Correlations with combined sums and products

  • Context: Graduate 
  • Thread starter Thread starter mcorazao
  • Start date Start date
  • Tags Tags
    Sums
Click For Summary

Discussion Overview

The discussion revolves around the theoretical framework needed for performing symbolic calculations on random variables that involve both sum and product operations, particularly in the context of their correlations. Participants explore the complexities that arise when dealing with arbitrary correlations beyond simple cases, such as multiplying sums of random variables.

Discussion Character

  • Exploratory
  • Technical explanation
  • Debate/contested

Main Points Raised

  • One participant seeks guidance on handling correlations when multiplying sums of random variables, specifically how to determine the correlation of the product with the original variables.
  • Another participant suggests applying the log rule to the product of sums but questions how to find the correlation of the logarithms of those sums.
  • A participant notes the challenge of determining the correlation of log-transformed variables due to the non-linear nature of the logarithm compared to the linearity of correlation.
  • Some participants propose that if two variables are uncorrelated, their logarithms should also be uncorrelated, while others challenge this assumption.
  • There is a discussion about the implications of correlation coefficients when dealing with log-normal distributions and the potential for undefined correlations in certain cases.
  • A numerical example is provided to illustrate how non-linearity can lead to unexpected correlations between log-transformed variables, even when the original variables are uncorrelated.
  • Participants express uncertainty about the existence of a direct relationship between variable correlations and log correlations, noting the need for a theoretical framework for calculations.

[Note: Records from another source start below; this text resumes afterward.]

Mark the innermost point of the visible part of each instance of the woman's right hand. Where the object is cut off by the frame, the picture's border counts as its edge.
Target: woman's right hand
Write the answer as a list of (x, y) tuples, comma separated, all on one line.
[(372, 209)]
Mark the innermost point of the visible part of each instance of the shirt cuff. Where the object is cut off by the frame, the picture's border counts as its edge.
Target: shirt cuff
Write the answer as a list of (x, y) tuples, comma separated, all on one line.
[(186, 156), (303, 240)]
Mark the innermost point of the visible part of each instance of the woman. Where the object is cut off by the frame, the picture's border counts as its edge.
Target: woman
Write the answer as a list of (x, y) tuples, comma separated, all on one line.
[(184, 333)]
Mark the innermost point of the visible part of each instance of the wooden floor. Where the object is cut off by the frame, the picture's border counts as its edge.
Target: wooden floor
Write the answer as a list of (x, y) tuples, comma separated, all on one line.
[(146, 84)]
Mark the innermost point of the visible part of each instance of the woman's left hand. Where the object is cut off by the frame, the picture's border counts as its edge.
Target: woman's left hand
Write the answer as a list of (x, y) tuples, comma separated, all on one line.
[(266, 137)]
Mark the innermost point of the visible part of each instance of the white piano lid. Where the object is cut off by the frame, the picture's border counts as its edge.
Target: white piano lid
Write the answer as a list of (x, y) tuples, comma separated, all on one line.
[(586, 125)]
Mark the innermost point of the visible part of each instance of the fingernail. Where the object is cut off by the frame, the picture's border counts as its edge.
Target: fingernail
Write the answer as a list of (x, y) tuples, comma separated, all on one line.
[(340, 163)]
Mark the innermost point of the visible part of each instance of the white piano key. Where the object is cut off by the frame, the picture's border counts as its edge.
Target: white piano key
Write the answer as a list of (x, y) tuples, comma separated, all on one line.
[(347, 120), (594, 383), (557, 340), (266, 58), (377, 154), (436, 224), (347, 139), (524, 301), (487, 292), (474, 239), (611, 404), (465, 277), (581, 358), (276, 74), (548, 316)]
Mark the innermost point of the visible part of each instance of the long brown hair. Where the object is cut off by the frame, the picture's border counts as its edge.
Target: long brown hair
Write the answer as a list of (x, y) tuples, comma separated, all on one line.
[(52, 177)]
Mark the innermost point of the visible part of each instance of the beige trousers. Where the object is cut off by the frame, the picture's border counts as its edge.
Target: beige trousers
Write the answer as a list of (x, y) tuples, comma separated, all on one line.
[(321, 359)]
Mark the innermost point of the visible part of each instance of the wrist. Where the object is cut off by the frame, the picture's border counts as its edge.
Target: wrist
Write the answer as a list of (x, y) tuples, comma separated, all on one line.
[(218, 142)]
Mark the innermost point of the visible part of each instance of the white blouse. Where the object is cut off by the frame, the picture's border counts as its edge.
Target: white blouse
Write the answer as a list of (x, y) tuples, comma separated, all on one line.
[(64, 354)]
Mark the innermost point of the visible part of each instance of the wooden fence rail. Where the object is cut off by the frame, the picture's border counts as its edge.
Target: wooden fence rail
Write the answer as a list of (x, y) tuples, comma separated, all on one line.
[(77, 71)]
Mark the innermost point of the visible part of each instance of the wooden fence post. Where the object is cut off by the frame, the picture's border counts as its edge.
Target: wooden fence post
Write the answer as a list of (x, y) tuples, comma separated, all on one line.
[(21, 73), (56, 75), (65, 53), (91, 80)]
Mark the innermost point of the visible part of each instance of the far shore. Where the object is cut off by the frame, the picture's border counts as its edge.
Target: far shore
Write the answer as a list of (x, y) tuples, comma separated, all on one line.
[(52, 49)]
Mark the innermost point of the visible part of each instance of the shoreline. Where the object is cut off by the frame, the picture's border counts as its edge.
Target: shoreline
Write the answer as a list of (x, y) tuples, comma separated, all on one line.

Areas of Agreement / Disagreement

Participants express differing views on the relationship between the correlations of original variables and their logarithmic transformations. There is no consensus on how to handle the complexities introduced by non-linear transformations or the implications for correlation coefficients.

Contextual Notes

Participants acknowledge limitations in their understanding of how to accurately calculate correlations involving logarithmic transformations and the potential for undefined or complex results in certain scenarios.

mcorazao
Messages
8
Reaction score
0
I was trying to build a probability-related software package and needed to have a theoretical framework to deal with some less common issues (i.e. stuff that you don't find in the average textbook). I was hoping that somebody could give me pointers as to where to find the proper formulae.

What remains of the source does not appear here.